Let the x-axis be (+) towards the right and y-axis be (+) in the upward direction. We can write the net forces on mass $m_A$ as

$x:\:\:(F_{net})_x = f_N - T = -m_Aa\:\:\:\:\:\:\:(1)$

$y:\:\:(F_{net})_y = N - m_Ag = 0 \:\:\:\:\:\:\:\:\:(2)$

Substituting (2) into (1), we get

$\mu_km_Ag - T = -m_Aa \:\:\:\:\:\:\:\:\:(3)$

where $f_N= \mu_kN$ , the frictional force on $m_A.$ Set this aside for now and let's look at the forces on $m_B$

Forces on Block B:

Let the x-axis be (+) up along the inclined plane.
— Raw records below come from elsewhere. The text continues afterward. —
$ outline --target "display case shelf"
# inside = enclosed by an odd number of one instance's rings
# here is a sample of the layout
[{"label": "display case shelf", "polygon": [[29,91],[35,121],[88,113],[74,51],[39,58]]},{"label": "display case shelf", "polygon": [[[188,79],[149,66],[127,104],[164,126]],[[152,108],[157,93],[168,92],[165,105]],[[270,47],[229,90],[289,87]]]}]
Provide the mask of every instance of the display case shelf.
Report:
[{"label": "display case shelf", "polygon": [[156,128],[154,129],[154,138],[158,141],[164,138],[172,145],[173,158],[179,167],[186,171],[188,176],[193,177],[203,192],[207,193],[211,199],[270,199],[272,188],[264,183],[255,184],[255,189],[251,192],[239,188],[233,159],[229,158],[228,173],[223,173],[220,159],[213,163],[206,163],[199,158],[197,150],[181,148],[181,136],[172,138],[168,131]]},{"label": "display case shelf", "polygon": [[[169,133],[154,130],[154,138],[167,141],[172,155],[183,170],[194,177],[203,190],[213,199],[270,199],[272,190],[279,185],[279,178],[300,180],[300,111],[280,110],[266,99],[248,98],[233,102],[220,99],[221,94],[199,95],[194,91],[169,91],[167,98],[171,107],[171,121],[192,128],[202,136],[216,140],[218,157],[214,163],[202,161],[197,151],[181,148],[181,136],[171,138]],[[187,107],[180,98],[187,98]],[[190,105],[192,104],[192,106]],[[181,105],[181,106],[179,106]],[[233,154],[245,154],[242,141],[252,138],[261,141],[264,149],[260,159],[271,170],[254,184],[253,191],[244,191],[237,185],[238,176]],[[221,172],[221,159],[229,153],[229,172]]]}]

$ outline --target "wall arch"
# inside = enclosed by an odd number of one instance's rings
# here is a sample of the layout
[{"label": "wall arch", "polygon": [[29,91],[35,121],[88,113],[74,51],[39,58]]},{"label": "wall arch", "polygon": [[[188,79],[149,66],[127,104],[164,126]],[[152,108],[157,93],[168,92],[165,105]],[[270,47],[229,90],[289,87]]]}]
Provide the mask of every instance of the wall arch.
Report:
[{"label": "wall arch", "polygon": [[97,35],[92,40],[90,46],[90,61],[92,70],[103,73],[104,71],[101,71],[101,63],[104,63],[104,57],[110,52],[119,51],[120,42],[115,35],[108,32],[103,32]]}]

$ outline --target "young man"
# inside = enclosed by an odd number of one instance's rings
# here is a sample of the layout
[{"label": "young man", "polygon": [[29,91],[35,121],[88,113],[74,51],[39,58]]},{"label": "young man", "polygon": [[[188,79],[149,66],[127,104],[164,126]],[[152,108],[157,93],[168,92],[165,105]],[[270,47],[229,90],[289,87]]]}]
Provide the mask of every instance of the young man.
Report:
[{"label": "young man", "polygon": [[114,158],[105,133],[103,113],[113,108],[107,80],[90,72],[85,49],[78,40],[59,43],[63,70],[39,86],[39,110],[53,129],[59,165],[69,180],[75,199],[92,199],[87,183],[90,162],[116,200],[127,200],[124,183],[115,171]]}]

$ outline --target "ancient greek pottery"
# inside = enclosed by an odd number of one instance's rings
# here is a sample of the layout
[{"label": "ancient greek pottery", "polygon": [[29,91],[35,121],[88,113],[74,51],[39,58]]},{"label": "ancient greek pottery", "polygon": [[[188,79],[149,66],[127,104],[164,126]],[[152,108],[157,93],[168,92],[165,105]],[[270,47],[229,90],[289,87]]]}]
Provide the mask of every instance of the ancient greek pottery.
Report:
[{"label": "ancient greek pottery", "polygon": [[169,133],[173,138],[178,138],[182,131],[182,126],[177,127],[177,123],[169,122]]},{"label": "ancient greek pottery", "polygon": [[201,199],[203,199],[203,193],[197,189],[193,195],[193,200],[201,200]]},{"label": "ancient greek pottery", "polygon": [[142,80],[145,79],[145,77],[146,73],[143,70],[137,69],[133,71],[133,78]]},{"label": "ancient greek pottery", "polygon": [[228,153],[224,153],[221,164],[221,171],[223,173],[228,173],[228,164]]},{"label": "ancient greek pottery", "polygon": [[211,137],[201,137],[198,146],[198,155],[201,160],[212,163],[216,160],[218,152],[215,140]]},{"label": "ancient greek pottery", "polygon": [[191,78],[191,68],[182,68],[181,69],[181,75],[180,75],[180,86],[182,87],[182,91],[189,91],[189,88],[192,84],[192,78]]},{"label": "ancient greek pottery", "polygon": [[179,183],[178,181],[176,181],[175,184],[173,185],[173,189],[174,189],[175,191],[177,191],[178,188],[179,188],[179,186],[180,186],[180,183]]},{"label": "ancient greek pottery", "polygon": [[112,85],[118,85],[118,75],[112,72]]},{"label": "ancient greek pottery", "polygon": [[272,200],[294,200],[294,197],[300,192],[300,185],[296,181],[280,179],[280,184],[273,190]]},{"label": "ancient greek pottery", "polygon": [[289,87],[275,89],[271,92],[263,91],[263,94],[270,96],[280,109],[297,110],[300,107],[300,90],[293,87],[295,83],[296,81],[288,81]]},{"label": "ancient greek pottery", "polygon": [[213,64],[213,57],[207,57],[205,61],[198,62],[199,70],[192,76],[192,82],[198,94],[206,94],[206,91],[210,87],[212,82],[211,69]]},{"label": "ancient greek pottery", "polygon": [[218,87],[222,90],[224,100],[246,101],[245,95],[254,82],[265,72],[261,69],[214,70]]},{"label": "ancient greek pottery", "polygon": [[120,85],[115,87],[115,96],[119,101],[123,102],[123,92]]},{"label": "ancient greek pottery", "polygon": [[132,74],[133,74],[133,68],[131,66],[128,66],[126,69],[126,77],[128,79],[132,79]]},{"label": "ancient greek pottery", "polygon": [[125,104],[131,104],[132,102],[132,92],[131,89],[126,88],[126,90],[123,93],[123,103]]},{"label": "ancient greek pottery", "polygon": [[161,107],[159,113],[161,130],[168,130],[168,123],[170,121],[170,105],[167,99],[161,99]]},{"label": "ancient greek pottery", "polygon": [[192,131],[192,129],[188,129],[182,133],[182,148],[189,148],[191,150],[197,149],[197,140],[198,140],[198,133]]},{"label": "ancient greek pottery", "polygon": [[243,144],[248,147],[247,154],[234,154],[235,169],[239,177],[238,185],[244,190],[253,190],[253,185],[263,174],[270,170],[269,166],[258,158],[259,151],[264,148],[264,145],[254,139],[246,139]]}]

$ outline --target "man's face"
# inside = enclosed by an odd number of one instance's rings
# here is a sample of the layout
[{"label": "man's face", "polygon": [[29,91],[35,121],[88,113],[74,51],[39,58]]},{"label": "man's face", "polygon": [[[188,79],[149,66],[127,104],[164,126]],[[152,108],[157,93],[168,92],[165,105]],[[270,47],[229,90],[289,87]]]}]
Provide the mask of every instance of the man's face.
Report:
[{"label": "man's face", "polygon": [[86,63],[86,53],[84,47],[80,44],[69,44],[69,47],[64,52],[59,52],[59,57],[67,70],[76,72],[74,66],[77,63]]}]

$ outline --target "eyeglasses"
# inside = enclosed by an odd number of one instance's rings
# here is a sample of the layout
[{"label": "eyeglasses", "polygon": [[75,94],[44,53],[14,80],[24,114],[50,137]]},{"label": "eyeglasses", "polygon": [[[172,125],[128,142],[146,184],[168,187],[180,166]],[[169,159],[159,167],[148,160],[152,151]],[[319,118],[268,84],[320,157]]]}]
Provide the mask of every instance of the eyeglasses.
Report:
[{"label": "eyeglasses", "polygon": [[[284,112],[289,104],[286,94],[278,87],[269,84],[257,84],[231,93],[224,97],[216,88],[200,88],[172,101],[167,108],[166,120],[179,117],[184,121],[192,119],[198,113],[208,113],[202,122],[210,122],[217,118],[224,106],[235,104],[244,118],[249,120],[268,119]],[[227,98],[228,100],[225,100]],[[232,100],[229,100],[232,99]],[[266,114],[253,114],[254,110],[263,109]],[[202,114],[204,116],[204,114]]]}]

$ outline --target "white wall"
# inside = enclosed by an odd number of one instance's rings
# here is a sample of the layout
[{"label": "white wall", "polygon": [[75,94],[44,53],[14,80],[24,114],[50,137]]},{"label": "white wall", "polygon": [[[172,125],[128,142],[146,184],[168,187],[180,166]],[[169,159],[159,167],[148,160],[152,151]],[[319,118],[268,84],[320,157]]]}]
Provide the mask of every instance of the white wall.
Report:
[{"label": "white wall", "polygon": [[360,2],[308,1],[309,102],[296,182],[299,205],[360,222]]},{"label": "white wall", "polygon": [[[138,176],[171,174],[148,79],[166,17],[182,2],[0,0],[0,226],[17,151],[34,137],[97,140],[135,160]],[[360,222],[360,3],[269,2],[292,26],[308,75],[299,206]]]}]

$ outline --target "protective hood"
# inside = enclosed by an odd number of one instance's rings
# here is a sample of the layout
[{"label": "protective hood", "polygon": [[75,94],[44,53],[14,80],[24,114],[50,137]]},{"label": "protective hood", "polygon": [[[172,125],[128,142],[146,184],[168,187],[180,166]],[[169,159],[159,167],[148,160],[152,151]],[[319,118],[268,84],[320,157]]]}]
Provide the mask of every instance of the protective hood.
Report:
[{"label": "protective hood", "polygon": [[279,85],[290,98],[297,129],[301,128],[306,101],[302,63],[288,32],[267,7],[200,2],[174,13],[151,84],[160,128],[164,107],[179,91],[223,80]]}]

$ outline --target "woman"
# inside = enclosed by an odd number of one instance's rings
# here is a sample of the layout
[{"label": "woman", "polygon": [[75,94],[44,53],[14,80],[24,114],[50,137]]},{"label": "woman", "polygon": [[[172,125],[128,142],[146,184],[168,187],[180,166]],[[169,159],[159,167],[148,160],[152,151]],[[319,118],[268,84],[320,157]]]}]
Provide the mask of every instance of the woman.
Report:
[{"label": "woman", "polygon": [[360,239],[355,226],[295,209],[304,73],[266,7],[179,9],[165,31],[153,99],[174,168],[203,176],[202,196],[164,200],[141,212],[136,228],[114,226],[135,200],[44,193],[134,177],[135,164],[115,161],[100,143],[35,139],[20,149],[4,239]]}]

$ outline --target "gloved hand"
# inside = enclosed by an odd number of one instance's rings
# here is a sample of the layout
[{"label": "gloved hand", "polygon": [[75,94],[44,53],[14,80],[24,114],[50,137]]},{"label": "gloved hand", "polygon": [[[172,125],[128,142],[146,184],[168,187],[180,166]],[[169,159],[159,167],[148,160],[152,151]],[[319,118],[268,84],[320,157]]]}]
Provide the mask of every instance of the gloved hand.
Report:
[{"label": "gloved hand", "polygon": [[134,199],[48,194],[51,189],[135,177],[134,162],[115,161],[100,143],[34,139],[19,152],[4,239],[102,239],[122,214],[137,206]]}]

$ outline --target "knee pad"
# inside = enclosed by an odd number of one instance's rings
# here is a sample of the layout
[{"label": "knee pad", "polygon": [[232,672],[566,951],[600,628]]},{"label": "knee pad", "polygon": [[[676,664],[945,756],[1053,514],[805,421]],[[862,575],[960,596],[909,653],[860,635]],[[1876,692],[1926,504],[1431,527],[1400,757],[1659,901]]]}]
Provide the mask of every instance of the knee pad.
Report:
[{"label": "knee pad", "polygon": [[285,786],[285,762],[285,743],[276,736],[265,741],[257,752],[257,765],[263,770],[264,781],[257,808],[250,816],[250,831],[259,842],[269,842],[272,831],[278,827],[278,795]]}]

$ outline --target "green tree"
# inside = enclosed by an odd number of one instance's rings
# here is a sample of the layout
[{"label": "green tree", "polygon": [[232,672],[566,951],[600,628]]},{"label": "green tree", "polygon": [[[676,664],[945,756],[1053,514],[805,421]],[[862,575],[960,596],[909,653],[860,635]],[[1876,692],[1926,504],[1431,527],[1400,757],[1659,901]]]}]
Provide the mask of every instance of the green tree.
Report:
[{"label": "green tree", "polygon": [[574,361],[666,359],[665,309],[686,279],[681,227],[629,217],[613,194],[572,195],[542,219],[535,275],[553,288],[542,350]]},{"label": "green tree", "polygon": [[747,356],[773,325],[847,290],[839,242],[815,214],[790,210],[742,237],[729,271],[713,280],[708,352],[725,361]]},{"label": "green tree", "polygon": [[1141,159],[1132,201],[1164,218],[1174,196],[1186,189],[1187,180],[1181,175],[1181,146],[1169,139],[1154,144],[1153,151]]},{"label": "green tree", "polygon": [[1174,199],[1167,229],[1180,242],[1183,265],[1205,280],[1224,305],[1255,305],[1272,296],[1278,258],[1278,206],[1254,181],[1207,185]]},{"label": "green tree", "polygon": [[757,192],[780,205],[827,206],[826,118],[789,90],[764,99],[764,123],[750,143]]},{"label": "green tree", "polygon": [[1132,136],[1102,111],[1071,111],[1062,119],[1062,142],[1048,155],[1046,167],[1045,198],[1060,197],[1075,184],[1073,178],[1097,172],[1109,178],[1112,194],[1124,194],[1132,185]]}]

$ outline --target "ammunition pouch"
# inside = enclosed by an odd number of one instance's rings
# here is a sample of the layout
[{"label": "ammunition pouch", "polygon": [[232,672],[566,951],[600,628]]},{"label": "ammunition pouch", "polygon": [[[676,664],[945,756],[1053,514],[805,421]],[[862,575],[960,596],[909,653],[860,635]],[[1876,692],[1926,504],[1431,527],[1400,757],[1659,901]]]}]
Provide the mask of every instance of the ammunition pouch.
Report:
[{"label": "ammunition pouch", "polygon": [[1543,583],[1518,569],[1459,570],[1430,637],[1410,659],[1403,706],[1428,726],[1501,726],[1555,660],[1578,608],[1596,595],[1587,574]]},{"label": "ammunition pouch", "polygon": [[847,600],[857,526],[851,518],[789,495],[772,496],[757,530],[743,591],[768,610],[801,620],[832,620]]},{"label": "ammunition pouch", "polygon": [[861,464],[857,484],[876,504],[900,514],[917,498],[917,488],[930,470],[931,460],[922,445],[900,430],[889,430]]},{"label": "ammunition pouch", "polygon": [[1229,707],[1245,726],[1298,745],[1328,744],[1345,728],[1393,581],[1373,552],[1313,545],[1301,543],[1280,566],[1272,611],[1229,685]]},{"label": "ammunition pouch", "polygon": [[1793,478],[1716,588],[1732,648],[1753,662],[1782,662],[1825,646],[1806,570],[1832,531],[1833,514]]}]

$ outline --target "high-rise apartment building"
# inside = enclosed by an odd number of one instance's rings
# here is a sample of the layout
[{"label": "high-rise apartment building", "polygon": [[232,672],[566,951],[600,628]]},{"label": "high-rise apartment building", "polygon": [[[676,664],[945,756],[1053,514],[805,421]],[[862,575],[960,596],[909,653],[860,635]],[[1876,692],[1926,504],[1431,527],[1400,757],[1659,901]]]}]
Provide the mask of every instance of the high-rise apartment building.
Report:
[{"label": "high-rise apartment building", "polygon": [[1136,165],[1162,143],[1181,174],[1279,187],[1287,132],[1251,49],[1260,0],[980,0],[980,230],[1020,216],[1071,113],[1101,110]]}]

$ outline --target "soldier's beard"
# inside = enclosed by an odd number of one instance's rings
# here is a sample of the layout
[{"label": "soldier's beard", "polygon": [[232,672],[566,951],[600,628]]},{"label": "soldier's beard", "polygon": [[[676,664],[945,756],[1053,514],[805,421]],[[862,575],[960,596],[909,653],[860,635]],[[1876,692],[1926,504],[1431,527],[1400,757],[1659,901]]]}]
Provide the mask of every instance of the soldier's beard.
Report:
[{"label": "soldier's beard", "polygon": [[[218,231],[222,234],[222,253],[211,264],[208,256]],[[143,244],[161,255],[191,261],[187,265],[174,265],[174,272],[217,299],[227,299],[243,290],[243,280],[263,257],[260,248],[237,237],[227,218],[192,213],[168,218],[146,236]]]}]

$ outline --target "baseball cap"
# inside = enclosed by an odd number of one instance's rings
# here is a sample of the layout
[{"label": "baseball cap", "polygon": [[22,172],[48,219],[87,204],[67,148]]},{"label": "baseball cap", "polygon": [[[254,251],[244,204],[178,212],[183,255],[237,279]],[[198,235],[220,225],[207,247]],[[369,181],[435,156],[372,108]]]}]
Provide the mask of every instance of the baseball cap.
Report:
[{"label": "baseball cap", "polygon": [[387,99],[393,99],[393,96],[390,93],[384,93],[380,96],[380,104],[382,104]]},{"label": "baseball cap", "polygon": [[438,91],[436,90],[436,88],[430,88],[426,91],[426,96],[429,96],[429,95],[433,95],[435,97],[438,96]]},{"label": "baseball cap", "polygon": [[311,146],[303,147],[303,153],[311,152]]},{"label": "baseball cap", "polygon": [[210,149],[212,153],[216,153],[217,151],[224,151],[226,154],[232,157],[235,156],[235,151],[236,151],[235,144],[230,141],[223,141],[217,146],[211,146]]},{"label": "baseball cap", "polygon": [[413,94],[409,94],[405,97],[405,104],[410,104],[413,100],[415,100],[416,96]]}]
We can write the forces on $m_B$ as

$x:\:\:(F_{net})_x = T - m_B\sin30= -m_Ba\:\:\:\:\:\:\:(4)$

$y:\:\:(F_{net})_y = N - m_Bg\cos30 = 0 \:\:\:\:\:\:\:\:\:(5)$

From (5), we can solve for N as

$N = m_B\cos30 \:\:\:\:\:\:\:\:\:(6)$

Set (6) aside for now. We will use this expression later. From (3), we can see that the tension T is given by

$T = m_A( \mu_kg + a)\:\:\:\:\:\:\:\:\:(7)$

Substituting (7) into (4) we get

$m_A(\mu_kg + a) - m_Bg\sin 30 = -m_Ba$

Collecting similar terms together, we get

$(m_A + m_B)a = m_Bg\sin30 - \mu_km_Ag$

$a = \left[ \dfrac{m_B\sin30 - \mu_km_A}{(m_A + m_B)} \right]g\:\:\:\:\:\:\:\:\:(8)$

Putting in the numbers, we find that $a = 1.4\:\text{m/s}$ . To find the tension T, put the value for the acceleration into (7) and we'll get $T = 21.3\:\text{N}$ . To find the force exerted by the inclined plane on block B, put the numbers into (6) and you'll get $N = 50.9\:\text{N}$